Saturday , May 26 2018

Modi magic seen lasting in Indian stocks amid foreign flows

epa05536542 People pass by the Bombay Stock Exchange (BSE), in Mumbai, India, 12 September 2016. According to reports, the sensex stock index crashed 443.71 points or 1.54 percent. The Indian stock market declined most since Britain voted to leave the European Union on June 24. The equity market opened lower on weak cues from Wall Street, Europe and Asia.  EPA/DIVYAKANT SOLANKI



Prime Minister Narendra Modi’s election-win magic looks to be casting a spell on the Indian stock market. The S&P BSE Sensex index will climb to 32,000 by the end of December, up more than 8 percent from its close of 29,518.74 on Monday, according to a median estimate of eight traders and investors surveyed by Bloomberg News on March 14, three days after Modi’s landslide victory in state elections.
Financial companies and drugmakers are among their top picks on optimism the result will open the gates to foreign cash.
“India will get $15-$20 billion a year from emerging-market allocations, which will partly get a boost due to political stability after Modi’s win in state elections,” said Samir Arora, Singapore-based founder of hedge-fund firm Helios Capital Management Pte. “I would buy even now, but be selective. The market is in good hands.”
The optimism comes even after the post-election rally made Indian stocks the most expensive in Asia, according to data compiled by Bloomberg, as their one-year forward price-to-earnings ratio climbed to the highest since 2010.
The benchmark fell 0.4 percent in Mumbai on Monday, after marking its highest level since March 2015. Its relative strength index has risen above 70, a level some investors see as a signal to sell. India’s price-to-earnings premium to MSCI Asia Pacific ex-Japan Index has come down to 26 percent versus an average 40 percent and a peak of 50 percent over the past two years, Goldman Sachs Group Inc. analysts led by Sunil Koul wrote in a note on Friday. Risk from foreign positioning is low as emerging market and Asia ex-Japan mutual funds’ overweight on India has come down to 330 basis points from 550 basis points during the 2015 peak, according to the note.
Overseas investors bought a net $1.56 billion of Indian shares in February, ending a four-month selloff.

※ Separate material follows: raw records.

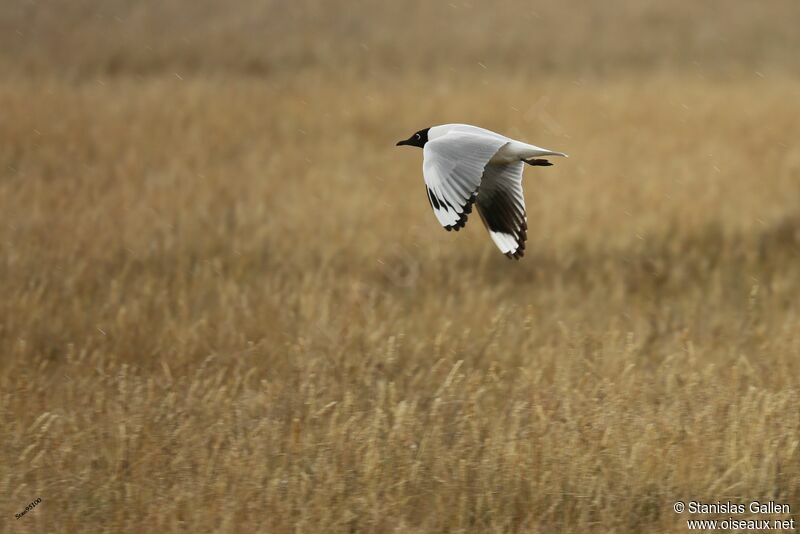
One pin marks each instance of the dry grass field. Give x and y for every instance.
(225, 304)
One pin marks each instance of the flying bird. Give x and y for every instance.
(465, 165)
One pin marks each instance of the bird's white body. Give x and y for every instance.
(465, 164)
(511, 151)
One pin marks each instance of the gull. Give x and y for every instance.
(465, 165)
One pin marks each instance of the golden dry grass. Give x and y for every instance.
(226, 306)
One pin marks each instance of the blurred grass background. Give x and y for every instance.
(226, 306)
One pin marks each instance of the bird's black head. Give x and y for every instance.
(418, 139)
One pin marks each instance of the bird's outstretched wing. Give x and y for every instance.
(453, 166)
(501, 206)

They have already purchased another $2.43 billion in March, with $867.6 million of it coming in just two days following the state-election results.

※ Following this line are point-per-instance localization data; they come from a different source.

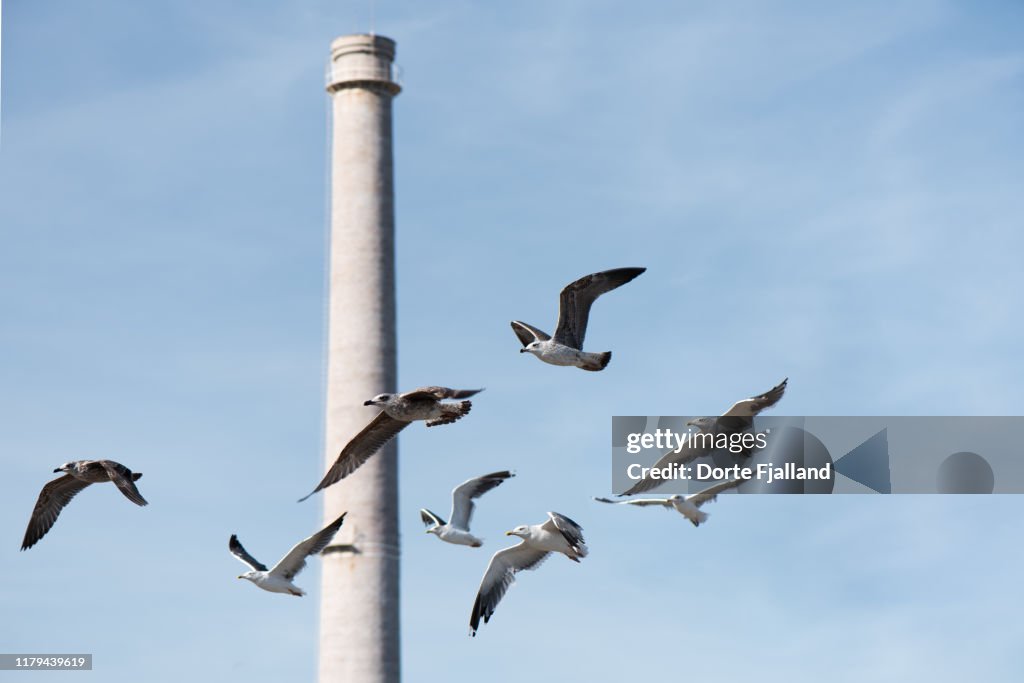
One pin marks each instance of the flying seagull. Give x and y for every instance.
(78, 474)
(736, 419)
(399, 411)
(687, 506)
(740, 416)
(565, 348)
(279, 580)
(557, 535)
(457, 530)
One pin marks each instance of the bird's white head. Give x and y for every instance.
(704, 424)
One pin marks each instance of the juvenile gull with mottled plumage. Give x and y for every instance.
(399, 410)
(78, 474)
(565, 348)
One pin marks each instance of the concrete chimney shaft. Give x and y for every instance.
(359, 630)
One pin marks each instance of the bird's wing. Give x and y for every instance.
(527, 333)
(751, 407)
(711, 493)
(499, 575)
(690, 452)
(380, 430)
(571, 531)
(639, 502)
(430, 519)
(463, 495)
(293, 562)
(52, 499)
(578, 297)
(439, 392)
(124, 479)
(239, 551)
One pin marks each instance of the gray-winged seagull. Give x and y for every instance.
(78, 474)
(457, 530)
(687, 506)
(565, 348)
(279, 580)
(738, 418)
(399, 410)
(557, 535)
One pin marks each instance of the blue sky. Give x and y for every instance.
(823, 191)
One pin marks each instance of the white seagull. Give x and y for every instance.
(557, 535)
(738, 418)
(279, 580)
(687, 506)
(457, 530)
(399, 410)
(565, 348)
(78, 474)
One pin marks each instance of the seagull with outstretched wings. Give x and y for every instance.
(78, 474)
(565, 347)
(279, 579)
(457, 529)
(399, 411)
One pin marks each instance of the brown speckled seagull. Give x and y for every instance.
(399, 410)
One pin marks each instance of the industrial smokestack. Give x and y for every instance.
(359, 634)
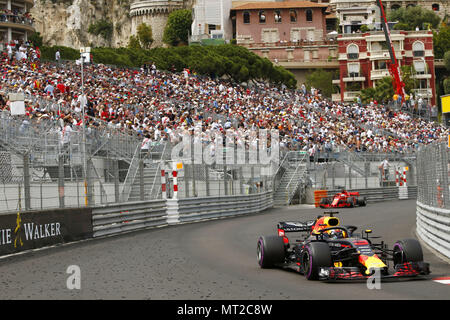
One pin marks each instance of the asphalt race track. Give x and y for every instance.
(209, 260)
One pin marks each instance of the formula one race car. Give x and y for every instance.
(343, 199)
(332, 252)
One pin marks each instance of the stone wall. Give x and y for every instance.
(66, 23)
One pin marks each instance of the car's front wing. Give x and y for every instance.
(401, 271)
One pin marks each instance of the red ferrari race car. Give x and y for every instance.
(343, 199)
(331, 252)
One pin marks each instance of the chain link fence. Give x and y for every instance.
(433, 175)
(360, 170)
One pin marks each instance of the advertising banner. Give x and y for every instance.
(30, 230)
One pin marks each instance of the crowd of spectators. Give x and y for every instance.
(154, 104)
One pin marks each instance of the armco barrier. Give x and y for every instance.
(382, 194)
(129, 216)
(37, 229)
(118, 218)
(433, 227)
(196, 209)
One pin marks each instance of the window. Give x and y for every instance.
(418, 49)
(353, 69)
(309, 15)
(246, 17)
(380, 65)
(277, 16)
(419, 66)
(352, 51)
(293, 15)
(262, 17)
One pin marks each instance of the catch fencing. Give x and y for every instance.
(42, 166)
(433, 200)
(346, 169)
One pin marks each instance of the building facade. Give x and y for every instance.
(211, 20)
(352, 14)
(363, 61)
(16, 22)
(154, 13)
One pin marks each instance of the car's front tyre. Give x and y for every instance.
(315, 255)
(270, 251)
(407, 250)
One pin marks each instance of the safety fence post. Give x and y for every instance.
(163, 184)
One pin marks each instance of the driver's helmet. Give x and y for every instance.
(336, 234)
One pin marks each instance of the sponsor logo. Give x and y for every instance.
(28, 232)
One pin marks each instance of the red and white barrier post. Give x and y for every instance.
(175, 181)
(404, 175)
(163, 184)
(397, 181)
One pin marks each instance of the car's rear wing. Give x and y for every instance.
(296, 226)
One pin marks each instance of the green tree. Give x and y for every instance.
(447, 86)
(412, 17)
(322, 80)
(441, 41)
(447, 60)
(145, 35)
(178, 26)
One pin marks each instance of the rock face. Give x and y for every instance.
(66, 23)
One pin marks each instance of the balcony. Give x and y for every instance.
(421, 76)
(336, 97)
(350, 96)
(354, 77)
(379, 55)
(379, 74)
(336, 81)
(424, 93)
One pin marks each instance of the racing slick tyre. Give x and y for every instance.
(362, 202)
(270, 251)
(351, 202)
(324, 202)
(314, 256)
(407, 250)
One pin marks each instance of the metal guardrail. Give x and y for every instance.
(433, 227)
(379, 194)
(195, 209)
(119, 218)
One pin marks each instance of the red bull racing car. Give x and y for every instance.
(329, 251)
(343, 199)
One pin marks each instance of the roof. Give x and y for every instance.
(280, 5)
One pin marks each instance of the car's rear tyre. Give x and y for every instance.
(407, 250)
(362, 202)
(350, 202)
(315, 255)
(270, 251)
(324, 202)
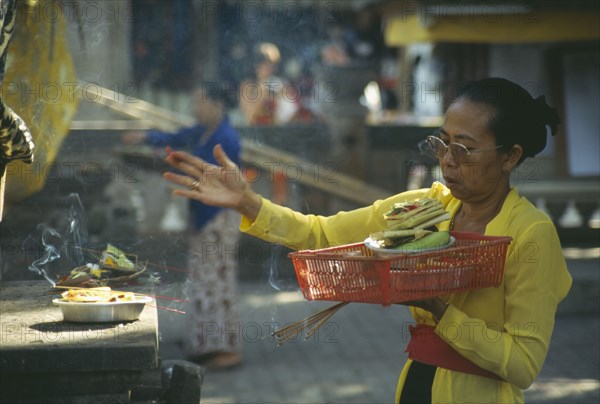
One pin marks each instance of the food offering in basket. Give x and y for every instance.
(411, 229)
(113, 267)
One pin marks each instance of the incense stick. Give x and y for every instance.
(311, 323)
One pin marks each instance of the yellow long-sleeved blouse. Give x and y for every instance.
(505, 330)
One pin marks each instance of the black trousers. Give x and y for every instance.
(417, 386)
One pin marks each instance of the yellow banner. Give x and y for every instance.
(492, 25)
(39, 85)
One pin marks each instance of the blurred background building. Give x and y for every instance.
(362, 83)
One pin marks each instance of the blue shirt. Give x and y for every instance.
(190, 138)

Foreigners began 2017 looking for reasons to sell India, but capitulation has begun, and the election result would further accelerate that trend, Christopher Wood, CLSA Ltd.’s Hong Kong-based equity strategist, wrote in a note Thursday. Renewed weakness in oil prices may act as another positive for India in the emerging-market context, Wood added. Respondents in the survey are from Equinomics Research & Advisory Pvt., IDBI Capital Market Services Ltd., Motilal Oswal Asset Management Co., Religare Capital Markets Ltd., India Infoline Ltd., Guiness Securities Ltd., OmniScience Capital and Kotak Mahindra Bank Ltd.